All of the above referenced documents are available for download from the King County Superior Court Records website. When they went viral July 10, an already divided fan base posted hundreds of comments on metal/rock news blogs and Queensryche-related Facebook pages, overwhelmingly supporting Queensryche and criticizing Tate. Contributing to commenters' irritation was the defendants' statements that pass codes to Queensryche networking sites were being withheld from them. As of July 19, for the month of June, there are four posts for the band's Facebook page, with fans only able to comment on those posts. On July 13, a post appeared advertising Tate singing the national anthem at a racing event. The same July 13 post appeared on the band's Twitter account, which, as of July 19, only contains tweets under the name of Queensryche.

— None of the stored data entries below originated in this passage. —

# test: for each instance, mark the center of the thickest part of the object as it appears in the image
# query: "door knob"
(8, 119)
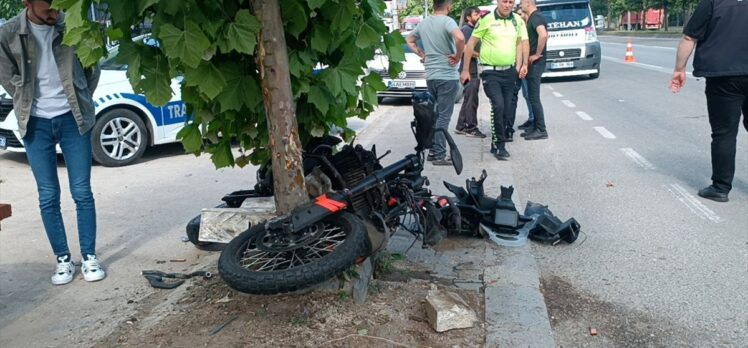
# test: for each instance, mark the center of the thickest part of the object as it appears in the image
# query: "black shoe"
(712, 193)
(535, 135)
(442, 162)
(509, 136)
(502, 155)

The hale of comments continued the next day when two fan-shot videos of Tate spitting onstage during the Brazil show also went viral. One clip shows him standing upstage and spitting in Rockenfield's direction. The second shows Tate stepping up to the drum riser and spitting directly at Rockenfield.
Spit Flies at 3:55
When asked for comment on July 11 about the band's response to Tate's claim, his publicist, Jeff Albright of Albright Entertainment Group, wrote in an email, "Due to the nature of the lawsuit, Geoff has decided not to make further comment at this point in time . . . but stay tuned." Billboard repeated the request for comment on July 12 after the Brazil videos emerged, but didn't receive a response by press time.

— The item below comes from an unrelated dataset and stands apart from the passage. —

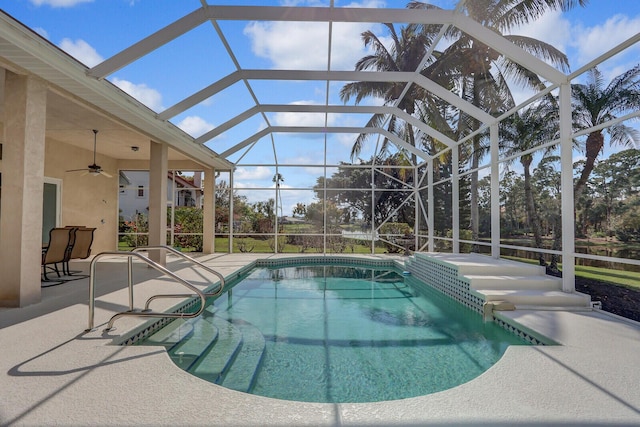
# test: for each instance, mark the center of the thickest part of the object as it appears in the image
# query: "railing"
(176, 252)
(158, 267)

Asked if he had any comment about the nature of Tate's claim, or the nature of the defendants' response to it, Gargano wrote, "Bands of Queenryche's stature are businesses, not weekend hobbies. What is overlooked in the emotion surrounding this case is that the lawsuit has been filed because of a dispute over the band's bylaws. The case will ultimately be decided by a judge, based on nothing more than how the law and legal precedent can be applied to the band's corporate structure. Sadly, no matter the outcome, the only real winners are going to be the lawyers that get to charge by the hour."
Online emotions have cooled to a degree, as more comments are appearing from readers on Queensryche-related news posts and its Facebook page that they're tired of hearing about the situation.
If the case goes to trial, the date is set for Nov. 18, 2013.